Source: https://www.facebook.com/jan.huijbrechts.9 

Hendrik de Man était et reste une figure controversée avec laquelle les socialistes, en particulier, ne se sont jamais réconciliés. Ce mois-ci, cela fait 140 ans qu'il est né à Anvers.

De Man a grandi dans un milieu libéral, littéraire, artistique et flamand – son grand-père maternel était le poète flamingant Jan Van Beers –, ce qui explique pourquoi il s'est intéressé très jeune aux questions flamandes et sociales. Lorsqu'il a rejoint la Jeune Garde socialiste anversoise (SJW) en 1902, il a flirté, comme beaucoup de ceux qui ont grandi dans le milieu où il a lui-même grandi, avec l'anarchisme. Il l'a toutefois rapidement troqué pour la variante radicale du marxisme.
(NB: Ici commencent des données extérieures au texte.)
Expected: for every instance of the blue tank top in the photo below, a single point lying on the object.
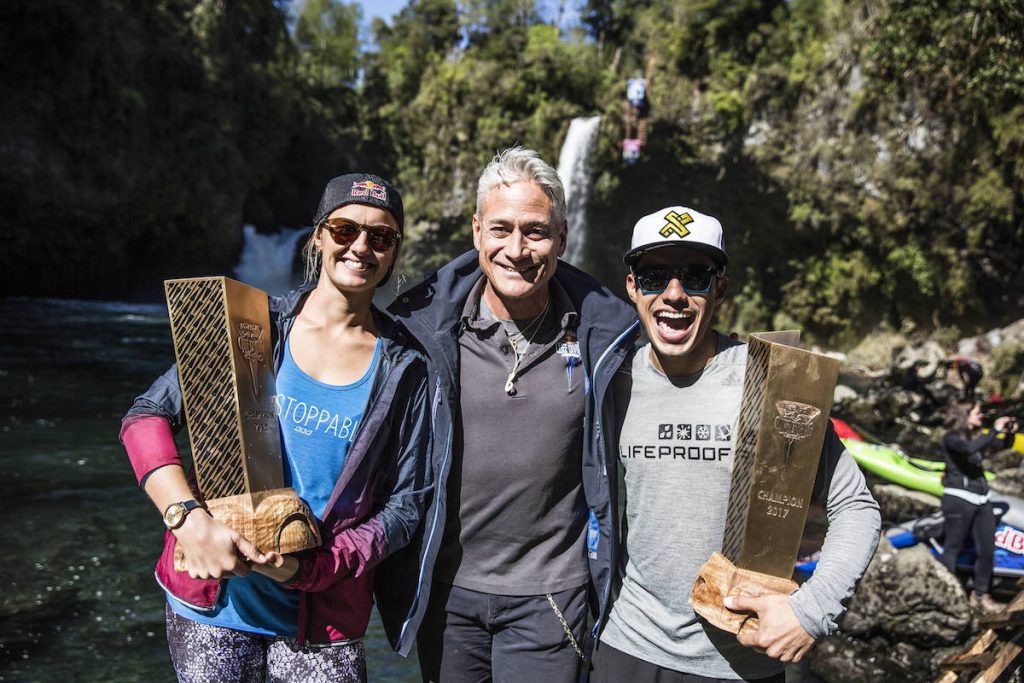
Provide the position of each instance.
(317, 425)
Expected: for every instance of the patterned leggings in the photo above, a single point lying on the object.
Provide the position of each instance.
(204, 653)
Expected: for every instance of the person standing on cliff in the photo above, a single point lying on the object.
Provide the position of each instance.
(676, 508)
(522, 348)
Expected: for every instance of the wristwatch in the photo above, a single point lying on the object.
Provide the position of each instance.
(174, 515)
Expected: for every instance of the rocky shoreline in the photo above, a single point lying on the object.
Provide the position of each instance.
(908, 610)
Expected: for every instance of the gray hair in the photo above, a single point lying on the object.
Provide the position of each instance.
(518, 163)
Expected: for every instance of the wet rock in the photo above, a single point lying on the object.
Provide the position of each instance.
(920, 440)
(844, 394)
(899, 505)
(923, 358)
(842, 659)
(907, 596)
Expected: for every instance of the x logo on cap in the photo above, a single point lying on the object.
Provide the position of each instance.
(677, 224)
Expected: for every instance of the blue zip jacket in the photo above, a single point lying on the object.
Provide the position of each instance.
(607, 332)
(375, 508)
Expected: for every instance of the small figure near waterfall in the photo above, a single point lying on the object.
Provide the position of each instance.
(966, 505)
(351, 401)
(523, 347)
(635, 120)
(683, 395)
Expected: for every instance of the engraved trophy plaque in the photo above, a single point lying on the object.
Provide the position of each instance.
(783, 416)
(221, 334)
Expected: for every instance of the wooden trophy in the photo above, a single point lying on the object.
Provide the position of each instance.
(221, 333)
(783, 415)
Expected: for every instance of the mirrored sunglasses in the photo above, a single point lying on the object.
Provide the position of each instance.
(345, 232)
(695, 278)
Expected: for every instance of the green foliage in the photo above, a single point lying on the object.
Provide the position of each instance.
(866, 157)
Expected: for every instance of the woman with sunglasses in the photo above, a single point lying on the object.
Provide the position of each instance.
(360, 464)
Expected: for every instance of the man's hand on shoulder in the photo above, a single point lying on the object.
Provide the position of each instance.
(778, 633)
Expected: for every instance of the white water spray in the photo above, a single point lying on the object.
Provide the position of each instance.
(266, 259)
(573, 167)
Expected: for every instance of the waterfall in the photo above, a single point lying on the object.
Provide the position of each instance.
(266, 259)
(573, 167)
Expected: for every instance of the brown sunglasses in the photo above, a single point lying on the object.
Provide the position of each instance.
(344, 232)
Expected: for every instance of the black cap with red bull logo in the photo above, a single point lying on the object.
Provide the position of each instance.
(360, 188)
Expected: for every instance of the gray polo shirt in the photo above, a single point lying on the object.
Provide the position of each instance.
(517, 517)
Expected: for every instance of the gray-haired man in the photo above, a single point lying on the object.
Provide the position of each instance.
(521, 536)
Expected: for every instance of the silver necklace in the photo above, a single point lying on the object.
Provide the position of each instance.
(531, 329)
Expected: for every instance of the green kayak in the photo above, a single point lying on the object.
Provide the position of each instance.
(914, 473)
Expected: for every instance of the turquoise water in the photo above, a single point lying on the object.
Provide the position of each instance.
(78, 601)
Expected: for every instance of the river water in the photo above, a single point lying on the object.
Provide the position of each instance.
(78, 601)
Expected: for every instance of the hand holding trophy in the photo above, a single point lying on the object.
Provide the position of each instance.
(221, 334)
(782, 421)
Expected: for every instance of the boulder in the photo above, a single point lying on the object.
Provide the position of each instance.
(907, 596)
(899, 505)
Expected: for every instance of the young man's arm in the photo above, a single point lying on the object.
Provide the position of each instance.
(790, 625)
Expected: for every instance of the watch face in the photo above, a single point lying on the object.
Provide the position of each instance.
(174, 515)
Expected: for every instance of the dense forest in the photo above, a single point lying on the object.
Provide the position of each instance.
(865, 156)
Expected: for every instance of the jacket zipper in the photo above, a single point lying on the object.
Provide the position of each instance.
(433, 524)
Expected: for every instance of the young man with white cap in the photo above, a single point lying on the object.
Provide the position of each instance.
(676, 449)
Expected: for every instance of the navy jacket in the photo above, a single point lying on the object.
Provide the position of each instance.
(607, 333)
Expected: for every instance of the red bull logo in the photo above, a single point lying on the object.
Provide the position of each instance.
(370, 188)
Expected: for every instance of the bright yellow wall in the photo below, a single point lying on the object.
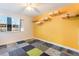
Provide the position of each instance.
(58, 30)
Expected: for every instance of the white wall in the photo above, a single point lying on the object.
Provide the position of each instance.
(9, 37)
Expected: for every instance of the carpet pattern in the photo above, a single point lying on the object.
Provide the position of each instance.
(34, 47)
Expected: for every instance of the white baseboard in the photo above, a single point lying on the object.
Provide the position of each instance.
(58, 44)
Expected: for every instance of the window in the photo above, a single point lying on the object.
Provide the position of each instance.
(10, 24)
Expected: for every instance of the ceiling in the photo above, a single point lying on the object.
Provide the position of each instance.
(20, 8)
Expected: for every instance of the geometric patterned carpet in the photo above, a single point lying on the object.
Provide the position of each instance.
(34, 47)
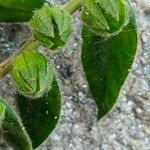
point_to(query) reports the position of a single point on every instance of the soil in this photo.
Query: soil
(126, 127)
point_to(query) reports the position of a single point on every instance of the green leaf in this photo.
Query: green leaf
(31, 72)
(106, 62)
(40, 116)
(18, 10)
(11, 128)
(106, 17)
(52, 27)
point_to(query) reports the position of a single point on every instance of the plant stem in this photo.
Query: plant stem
(7, 65)
(73, 6)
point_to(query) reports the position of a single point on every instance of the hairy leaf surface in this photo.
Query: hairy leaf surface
(106, 62)
(12, 129)
(40, 116)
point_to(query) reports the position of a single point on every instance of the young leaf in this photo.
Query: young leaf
(52, 27)
(18, 10)
(40, 116)
(12, 129)
(31, 72)
(106, 62)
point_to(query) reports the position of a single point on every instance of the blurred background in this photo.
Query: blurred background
(126, 127)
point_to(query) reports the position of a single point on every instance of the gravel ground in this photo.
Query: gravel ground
(126, 127)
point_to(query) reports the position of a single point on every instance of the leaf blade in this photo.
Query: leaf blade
(106, 63)
(40, 116)
(12, 129)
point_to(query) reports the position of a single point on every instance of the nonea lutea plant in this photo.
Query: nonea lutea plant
(31, 72)
(52, 27)
(106, 17)
(109, 43)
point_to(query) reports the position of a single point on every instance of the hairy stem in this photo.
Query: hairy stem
(73, 6)
(7, 66)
Plus tard, il formula toutefois de nombreuses critiques à l'égard du marxisme et, à un stade encore plus avancé, De Man évolua, en tant que cadre du Parti ouvrier belge (BWP), vers une forme de socialisme éthique. Tout cela ne lui a pas porté préjudice. Sous l'aile protectrice du président du BWP, Emile Vandervelde, qui avait reconnu les nombreux talents de De Man, ce dernier est passé de militant SJW et correspondant de divers journaux socialistes à secrétaire de la Centrale pour l'éducation ouvrière.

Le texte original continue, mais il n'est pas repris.